I went to public school. "And I turned out fine." LOL Isn't that always the argument? "I was spanked and I turned out fine." "My mother smoked and I turned out fine." "We never wore sunscreen and we turned out fine." And so forth. As if not being a social deviant or homicidal maniac somehow justifies everything.
I wonder just how "fine" I turned out. I was a bright child. My report cards reflect that. Not the grades, but the comments. ".... is a smart girl. But she doesn't apply herself." Yeah, I was smart. And bored. Very bored. I never felt particularly motivated to do better than I had to in order to get by. I was happier to spend time with my friends. And as I got older it only got worse. By high school I was all about my peers and the music I listened to. My parents lost virtually all influence over me and knew nothing more than my report cards showed them. I was passing my classes. Not excelling. Not even working at my full potential. But passing was the goal, right?

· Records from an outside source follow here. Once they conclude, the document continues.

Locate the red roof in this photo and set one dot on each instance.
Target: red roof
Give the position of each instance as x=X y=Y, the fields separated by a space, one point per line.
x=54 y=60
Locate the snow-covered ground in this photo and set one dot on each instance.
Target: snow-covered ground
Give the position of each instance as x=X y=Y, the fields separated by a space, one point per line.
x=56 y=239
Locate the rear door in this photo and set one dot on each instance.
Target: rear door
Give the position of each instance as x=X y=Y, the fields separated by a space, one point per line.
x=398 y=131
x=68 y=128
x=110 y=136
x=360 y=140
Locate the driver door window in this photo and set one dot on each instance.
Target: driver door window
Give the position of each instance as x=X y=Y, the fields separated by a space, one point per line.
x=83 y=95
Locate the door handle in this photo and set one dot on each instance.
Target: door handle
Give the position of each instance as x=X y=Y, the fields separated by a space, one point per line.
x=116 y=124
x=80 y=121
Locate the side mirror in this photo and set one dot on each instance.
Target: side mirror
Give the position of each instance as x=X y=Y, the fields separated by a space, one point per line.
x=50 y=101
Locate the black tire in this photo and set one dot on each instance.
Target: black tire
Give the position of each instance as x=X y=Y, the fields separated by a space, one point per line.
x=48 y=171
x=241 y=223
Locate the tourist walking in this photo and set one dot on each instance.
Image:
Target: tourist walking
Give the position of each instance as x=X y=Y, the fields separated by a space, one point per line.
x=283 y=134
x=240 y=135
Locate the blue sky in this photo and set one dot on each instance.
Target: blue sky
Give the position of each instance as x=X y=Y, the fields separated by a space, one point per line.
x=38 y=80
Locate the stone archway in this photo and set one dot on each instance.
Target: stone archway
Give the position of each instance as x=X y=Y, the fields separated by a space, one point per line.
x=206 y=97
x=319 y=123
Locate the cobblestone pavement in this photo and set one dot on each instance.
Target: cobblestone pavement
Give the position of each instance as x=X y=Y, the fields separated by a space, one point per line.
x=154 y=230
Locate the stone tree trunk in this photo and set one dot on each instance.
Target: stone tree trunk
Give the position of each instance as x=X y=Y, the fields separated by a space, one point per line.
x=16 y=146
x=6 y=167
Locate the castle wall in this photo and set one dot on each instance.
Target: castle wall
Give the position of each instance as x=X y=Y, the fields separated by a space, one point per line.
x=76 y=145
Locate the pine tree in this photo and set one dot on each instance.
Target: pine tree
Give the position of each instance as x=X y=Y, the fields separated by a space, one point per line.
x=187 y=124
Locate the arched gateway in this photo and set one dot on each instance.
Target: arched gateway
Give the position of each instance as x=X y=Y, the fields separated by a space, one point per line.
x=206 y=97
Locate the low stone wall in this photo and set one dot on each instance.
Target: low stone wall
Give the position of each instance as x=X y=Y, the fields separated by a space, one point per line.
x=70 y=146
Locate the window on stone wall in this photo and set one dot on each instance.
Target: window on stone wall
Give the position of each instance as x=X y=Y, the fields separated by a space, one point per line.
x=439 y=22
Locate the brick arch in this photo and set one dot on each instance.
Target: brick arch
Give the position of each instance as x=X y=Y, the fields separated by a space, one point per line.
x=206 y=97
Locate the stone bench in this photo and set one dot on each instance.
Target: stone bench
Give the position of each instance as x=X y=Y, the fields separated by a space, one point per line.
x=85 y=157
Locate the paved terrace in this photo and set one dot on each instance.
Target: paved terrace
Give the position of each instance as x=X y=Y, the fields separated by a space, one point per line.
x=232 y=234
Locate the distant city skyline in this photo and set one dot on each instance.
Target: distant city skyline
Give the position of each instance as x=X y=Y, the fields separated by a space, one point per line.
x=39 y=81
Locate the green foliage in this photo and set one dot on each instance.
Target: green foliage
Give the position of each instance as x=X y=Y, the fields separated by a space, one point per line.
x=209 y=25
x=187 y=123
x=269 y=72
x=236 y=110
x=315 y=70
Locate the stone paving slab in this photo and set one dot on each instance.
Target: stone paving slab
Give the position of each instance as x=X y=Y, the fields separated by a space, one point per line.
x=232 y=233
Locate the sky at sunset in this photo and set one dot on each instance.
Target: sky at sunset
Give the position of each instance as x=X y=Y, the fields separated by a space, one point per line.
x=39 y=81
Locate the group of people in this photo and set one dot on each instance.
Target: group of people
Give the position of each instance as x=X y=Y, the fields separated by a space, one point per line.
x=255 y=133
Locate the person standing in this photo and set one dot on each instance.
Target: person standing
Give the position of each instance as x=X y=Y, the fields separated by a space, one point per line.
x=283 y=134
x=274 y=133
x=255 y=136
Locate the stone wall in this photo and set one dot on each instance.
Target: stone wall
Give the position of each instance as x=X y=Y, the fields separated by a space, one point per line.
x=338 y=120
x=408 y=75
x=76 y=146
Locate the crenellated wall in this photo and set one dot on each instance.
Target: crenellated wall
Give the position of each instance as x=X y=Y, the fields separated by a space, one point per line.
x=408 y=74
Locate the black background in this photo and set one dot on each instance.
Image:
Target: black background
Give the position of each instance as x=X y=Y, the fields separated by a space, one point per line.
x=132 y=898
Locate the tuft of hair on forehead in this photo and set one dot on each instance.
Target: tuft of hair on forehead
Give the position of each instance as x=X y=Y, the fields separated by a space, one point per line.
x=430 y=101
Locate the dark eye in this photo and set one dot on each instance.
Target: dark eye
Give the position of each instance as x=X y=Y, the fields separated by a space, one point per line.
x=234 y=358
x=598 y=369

So I spent my teen years separating from family and bonding with friends. Music had just as much influence in my life. Spending that many hours a day away from home afforded me a lot of time to cultivate the interests and relationships that shaped much of who I identified myself as in those days.
Do I blame the school system entirely? Of course not. How can I? It served it's function. Push as many through as possible with the goal of mediocrity. "Pass" was the point. Anything above that was gravy. Excellence was something for the individual to strive for, but was not really facilitated by the system. Teachers had a class full of students they had to ensure were at least average. They couldn't take much time to make sure those who were already past average were being challenged.
So what brought this on? Especially when the tone of this blog has a decidedly foodie flair? I was looking at my (home schooled) 5 year old son's math work today. He did a page of problems that were like this... 85 = ___+____ At first glance it looked like he didn't get it. Until I looked closer. His answer? 85 = -5 + 90. Correct!
He won't be 6 until nearer to the end of the year, and he's taught himself negative numbers and is using them in every day math. Why? Because it was part of a program that I taught him? No. Because it is what he should be learning at this age? Certainly not according to the public school system. He did it because he wanted to learn it. Much of what he knows he's learned himself, following his interests (which lie largely in math and science).
I could say that I can't imagine how bored he'd be in school, but I can imagine it. I was just as bored. But I didn't have anyone encouraging me to learn at my own pace and explore my interests. Instead I was taught to do what everyone else was doing. Sit quietly. Do only the work you're given. Finished it quickly? Sit quietly some more. Do not go ahead in your workbook. Don't listen to the lessons for the next grade (our school had split grade classes). Fit the mold. Excel on your own time.
I'm not anti-public school. I just don't want it for my children. I don't want them to turn out "fine." I want them to turn out amazingly excellent!